## Mulitprocessing 

### Runing a function (do_something) synchrously

In [16]:
import time

start = time.perf_counter()


def do_something():
    print(f'Sleeping 1 second...')
    time.sleep(1)
    return f'Done Sleeping...'

do_something()
do_something()

finish = time.perf_counter()

print(f'Finished in {round(finish-start, 2)} second(s)')

Sleeping 1 second...
Sleeping 1 second...
Finished in 2.0 second(s)


### If we do not need to run tasks synchronously, we can
* use multiprocessing module to split these tasks up onto other cpus and run them at the same time
  + can gain for both CPU and IO bound tasks
* CPU bound tasks use a lot of CPU 
* IO-bound tasks wait for input/output operations without using CPU that much
  + file system and network operations such as downloading files
  + multi-threading would not gain much for CPU bound tasks because threads are running the same process

#### creating multiple processes, each for one task using multiprocessing module
* create two process objects by multiprocessing.Process
  + using the do_something function name as the target of multiprocessing.Process()
  + start the processes by p1.start() and p2.start()
* notice that even though both processes slept for 1 seconds at the same time, it printed that it finished in 0.01 s
  + this is because before p1.start() and p2.start() started, the program executes finish=time.per_counter() and print statement
  + therefore, the program first kicking off p1 and p2 processes, and then executes statements after them
* Since we want the program to wait until p1 and p2 are finished, and then calculate the time and print, we use join
  + p1.join() and p2.join() means p1 and p2 will be finished before program moves on 
* when we run the following code, p1 and p2 starts at the same time, slept for 1 s, and the entire code finished in 1 s  

In [17]:
import multiprocessing
import time

start = time.perf_counter()


def do_something():
    print(f'Sleeping 1 second...')
    time.sleep(1)
    print(f'Done Sleeping...')

p1 = multiprocessing.Process(target=do_something)
p2 = multiprocessing.Process(target=do_something)

p1.start()
p2.start()

p1.join()
p2.join()

finish = time.perf_counter()

print(f'Finished in {round(finish-start, 2)} second(s)')

Sleeping 1 second...
Sleeping 1 second...
Done Sleeping...
Done Sleeping...
Finished in 1.03 second(s)


#### Demonstrate a lot more processes started at the same time

In [18]:
import multiprocessing
import time

start = time.perf_counter()


def do_something():
    print(f'Sleeping 1 second...')
    time.sleep(1)
    print(f'Done Sleeping...')

processes = []

for _ in range(10):
    p = multiprocessing.Process(target=do_something)
    p.start()
    processes.append(p)

for process in processes:
    process.join()
    
finish = time.perf_counter()

print(f'Finished in {round(finish-start, 2)} second(s)')

Sleeping 1 second...
Sleeping 1 second...
Sleeping 1 second...Sleeping 1 second...
Sleeping 1 second...

Sleeping 1 second...Sleeping 1 second...
Sleeping 1 second...
Sleeping 1 second...
Sleeping 1 second...

Done Sleeping...
Done Sleeping...
Done Sleeping...
Done Sleeping...Done Sleeping...

Done Sleeping...
Done Sleeping...
Done Sleeping...Done Sleeping...Done Sleeping...

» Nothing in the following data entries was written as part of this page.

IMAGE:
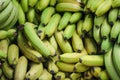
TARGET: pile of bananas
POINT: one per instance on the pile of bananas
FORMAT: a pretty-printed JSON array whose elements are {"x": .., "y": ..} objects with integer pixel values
[{"x": 59, "y": 39}]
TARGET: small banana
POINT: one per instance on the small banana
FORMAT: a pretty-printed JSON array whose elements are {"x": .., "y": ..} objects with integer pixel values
[
  {"x": 35, "y": 71},
  {"x": 92, "y": 60},
  {"x": 21, "y": 68}
]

Finished in 1.12 second(s)


### use functions that accept arguments
* unlike multi-thread, to pass arguments to multi-processing process, arguments must be able to be serialized by pickle
  + converting python objects to a format that can be de-constructured and re-constructed in anothe python script

In [19]:
import multiprocessing
import time

start = time.perf_counter()


def do_something(seconds):
    print(f'Sleeping {seconds} second(s)...')
    time.sleep(seconds)
    print(f'Done Sleeping...')

processes = []

for _ in range(10):
    p = multiprocessing.Process(target=do_something, args=[1.5])
    p.start()
    processes.append(p)

for process in processes:
    process.join()
    
finish = time.perf_counter()

print(f'Finished in {round(finish-start, 2)} second(s)')

Sleeping 1.5 second(s)...
Sleeping 1.5 second(s)...Sleeping 1.5 second(s)...Sleeping 1.5 second(s)...
Sleeping 1.5 second(s)...
Sleeping 1.5 second(s)...


Sleeping 1.5 second(s)...Sleeping 1.5 second(s)...Sleeping 1.5 second(s)...


Sleeping 1.5 second(s)...
Done Sleeping...
Done Sleeping...
Done Sleeping...
Done Sleeping...
Done Sleeping...
Done Sleeping...
Done Sleeping...Done Sleeping...Done Sleeping...


Done Sleeping...
Finished in 1.61 second(s)


#### using concurrent.futures
* if we want to execute the funtion once at a time, use submit method
  + it schedule a function to be executed and returns a future object
  + submit() submits each function once at a time
  + a future object encapsulates the execution of our function and allows us to check on it afte it's been scheduled
    - we can check if it is running or done and its result with the returned value of function
    - future.result() will wait until the results are returned    

In [20]:
import concurrent.futures
import time

start = time.perf_counter()


def do_something(seconds):
    print(f'Sleeping {seconds} second(s)...')
    time.sleep(seconds)
    return 'Done Sleeping...'

with concurrent.futures.ProcessPoolExecutor() as executor:
    f1 = executor.submit(do_something, 1)
    f2 = executor.submit(do_something, 1)
    print(f1.result())
    print(f2.result())
    
finish = time.perf_counter()

print(f'Finished in {round(finish-start, 2)} second(s)')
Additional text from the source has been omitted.